Indian economy has more leeway for easing monetary policy: Fitch
29 Feb 2012
In a new commentary, rating agency Fitch today said that India's monetary authorities have scope to ease policy to counter the downturn witnessed by today's Q4'12 GDP figures (See: Economic growth slows to 6.1 per cent in Q3) while fiscal policy is likely to remain restrained due to the government's fiscal consolidation goals.
Fitch said the slowing growth was ''in line with our expectation of a cyclical downturn, partly driven by the authorities' moves to cool the economy."
The drop to a year-on-year GDP growth rate of 6.1 per cent, from 6.9 per cent in the second quarter, is not a dramatic surprise, it said.

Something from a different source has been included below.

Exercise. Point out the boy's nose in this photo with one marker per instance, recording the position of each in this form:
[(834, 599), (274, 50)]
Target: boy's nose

"Coupled with the recent downturn in inflation, it suggests that the Indian economy has moved past the overheating stage. Domestic demand appears to have stabilised, with private consumption expenditure rising 6.2 per cent year-on-year in Q411, up from 2.9 per cent in Q311. This could be a signal that the economy is hitting a trough," it warns.
Inflation as measured by the wholesale price index hit its lowest level in more than two years in January, when the WPI rose 6.55 per cent from a year earlier, compared with 7.47 per cent in December. This gives the Reserve Bank of India, which increased its repurchase rate by 375 basis points from March 2010 to October last year, room to cut rates if it feels this is the appropriate response.
However, the economic downturn will reduce tax collection, making it harder for the central government to meet its FY 2011-12 deficit target of 4.6 per cent of GDP - Fitch's own deficit forecast is around 5.5 per cent-6.0 per cent. The prospect of a bigger-than-expected deficit might make it harder for the government to announce an expansionary budget in March.